We kept smiling, walking and waving. And smiling and walking and waving. Sometimes I would hear a friend yell my name and I would look for them in the huge crowd. This really was a big parade. As we walked the route, I kept seeing t-shirts, and signs for Tyler, Pscholka, Upton and Proos. Some kids were wearing beads with Proos’ name on them. And everybody had their stickers slapped on their cloths. It looked like a massive Republican bomb had gone off right before we had gotten there. Now wonder they wanted to go first. This was an amazing show of financial force.

But, the candidate with the best name recognition is the one that that wins; that takes lots of money. They already had their 37 impressions to my one in one day. Damn they are good at this. Now I knew why Cindy had shown up with a box of t-shirts. ‘I need more money’ I thought as I walked and smiled and waved, I need more money.

As we reached the end of the route, I saw Paul Revere and his minutemen. Paul looked at my banner, then looked at the campaign logo postcards we had hastily put all over the vette and disgustedly, yelled to me, “Really?”

“Yes, Really Paul,” I said smiling and waving.

“OK,” he said back sarcastically, and I kept on walking to the end of the parade route.

We all gathered together with our banners, t-shirts and signs and took a group picture. Matt, Lola, Iggy and I walked to the vette.

“What’s on the back of your shoe?” Matt asked.

I looked down and there was blood coming from the back of my right heel. I had gotten a blister and it bled so much it filled the bottom of my shoe and hosiery with tacky blood. Stupid kitten heels, guess they were not intended for walking in a mile long parade. But they were sooo cute, pre-blood that is.

I got some flip flops out that I happened to have left in Matt’s car one summer night, took off my hosiery and was putting them on. I looked up and saw Fred, John and Sharon Tyler in the back of some cars. It dawned on me; they were being driven back to the start of the parade route. I hadn’t even thought of that. We were going to have to walk all the way back.

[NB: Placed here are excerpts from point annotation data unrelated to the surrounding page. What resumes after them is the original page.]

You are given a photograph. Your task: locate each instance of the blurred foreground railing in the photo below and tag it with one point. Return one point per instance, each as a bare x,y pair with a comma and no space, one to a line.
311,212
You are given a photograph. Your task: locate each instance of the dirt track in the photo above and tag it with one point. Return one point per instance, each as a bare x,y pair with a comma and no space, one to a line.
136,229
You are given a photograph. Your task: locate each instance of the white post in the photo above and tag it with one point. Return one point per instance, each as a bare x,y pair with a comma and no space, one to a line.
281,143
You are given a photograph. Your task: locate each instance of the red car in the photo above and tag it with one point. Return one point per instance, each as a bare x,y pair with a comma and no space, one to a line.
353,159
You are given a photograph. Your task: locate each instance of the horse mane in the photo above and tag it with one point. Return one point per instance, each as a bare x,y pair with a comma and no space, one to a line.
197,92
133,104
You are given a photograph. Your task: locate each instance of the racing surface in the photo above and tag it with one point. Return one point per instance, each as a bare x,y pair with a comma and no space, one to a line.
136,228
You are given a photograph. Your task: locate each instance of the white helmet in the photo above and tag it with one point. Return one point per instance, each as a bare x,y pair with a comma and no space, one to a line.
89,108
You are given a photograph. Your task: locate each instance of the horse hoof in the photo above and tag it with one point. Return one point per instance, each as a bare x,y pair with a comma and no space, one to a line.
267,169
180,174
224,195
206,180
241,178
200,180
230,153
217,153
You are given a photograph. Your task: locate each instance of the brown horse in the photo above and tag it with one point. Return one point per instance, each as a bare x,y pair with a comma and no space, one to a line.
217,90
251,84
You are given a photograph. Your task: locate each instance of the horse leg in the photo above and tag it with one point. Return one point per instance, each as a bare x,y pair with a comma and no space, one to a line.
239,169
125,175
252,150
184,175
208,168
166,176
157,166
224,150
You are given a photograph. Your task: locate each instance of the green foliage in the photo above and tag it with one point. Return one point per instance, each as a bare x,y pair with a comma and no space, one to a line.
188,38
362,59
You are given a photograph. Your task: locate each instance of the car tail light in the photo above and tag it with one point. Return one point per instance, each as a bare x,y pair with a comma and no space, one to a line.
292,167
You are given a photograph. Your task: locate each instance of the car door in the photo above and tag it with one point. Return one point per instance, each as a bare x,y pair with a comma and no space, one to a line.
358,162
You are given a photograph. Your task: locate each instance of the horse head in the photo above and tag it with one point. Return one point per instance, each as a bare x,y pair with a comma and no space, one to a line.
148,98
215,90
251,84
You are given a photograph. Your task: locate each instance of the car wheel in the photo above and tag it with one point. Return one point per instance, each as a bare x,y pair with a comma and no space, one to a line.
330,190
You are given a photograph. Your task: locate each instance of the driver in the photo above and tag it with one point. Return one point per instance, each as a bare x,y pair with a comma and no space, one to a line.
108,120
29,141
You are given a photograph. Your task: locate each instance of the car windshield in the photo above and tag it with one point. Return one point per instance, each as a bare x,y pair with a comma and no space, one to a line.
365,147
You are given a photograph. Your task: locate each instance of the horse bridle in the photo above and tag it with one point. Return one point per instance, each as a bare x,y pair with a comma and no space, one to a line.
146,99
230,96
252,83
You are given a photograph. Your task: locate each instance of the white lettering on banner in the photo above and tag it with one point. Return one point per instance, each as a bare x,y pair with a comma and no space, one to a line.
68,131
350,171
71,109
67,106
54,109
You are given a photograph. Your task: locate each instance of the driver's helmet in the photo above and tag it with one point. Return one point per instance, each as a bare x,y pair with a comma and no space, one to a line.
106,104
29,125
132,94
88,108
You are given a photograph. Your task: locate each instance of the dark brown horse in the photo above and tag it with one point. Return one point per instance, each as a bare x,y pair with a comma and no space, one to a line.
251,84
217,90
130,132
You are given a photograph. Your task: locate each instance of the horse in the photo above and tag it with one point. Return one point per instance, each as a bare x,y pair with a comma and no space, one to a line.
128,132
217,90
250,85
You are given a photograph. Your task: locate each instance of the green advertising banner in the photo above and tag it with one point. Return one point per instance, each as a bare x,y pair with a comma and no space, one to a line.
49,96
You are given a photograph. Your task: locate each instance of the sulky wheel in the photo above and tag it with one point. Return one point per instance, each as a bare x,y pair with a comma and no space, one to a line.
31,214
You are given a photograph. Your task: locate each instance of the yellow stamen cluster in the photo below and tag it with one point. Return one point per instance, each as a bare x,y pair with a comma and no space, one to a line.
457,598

Matt took Lola in the vette since she was the littlest and Patrick, Emily, Iggy and I began the trek back. We finally reached my car a half hour later and I needed to pee.

Iggy jumped in the vette with Matt. Everyone else got into my car and we all headed back home. I was really glad to be in the air conditioning and just wanted to get home and into some shorts and a t-shirt.

I pulled my cell phone out of the glove box and saw that I had missed a couple calls. One was from Jim Hahn. I dialed my voice mail to check the message Jim had left hoping he was ok, I thought it was weird that he didn’t show. He told me that he was sorry he couldn’t make it and then said that he had decided to step down as the Chair of the Berrien County Democratic Party and didn’t feel right about coming. Our party had been plagued with infighting and everyone’s personal agendas. After the loss of Jim’s wife in the 2008 election, it was something that he shouldn’t have had to deal with, but he had stayed on as chair because he didn’t want to let anyone down. He is a strong man, but he deserved some time to finally greve and be at peace. He said he thought I was doing great and was a great candidate. He wished me luck and said he would vote for me.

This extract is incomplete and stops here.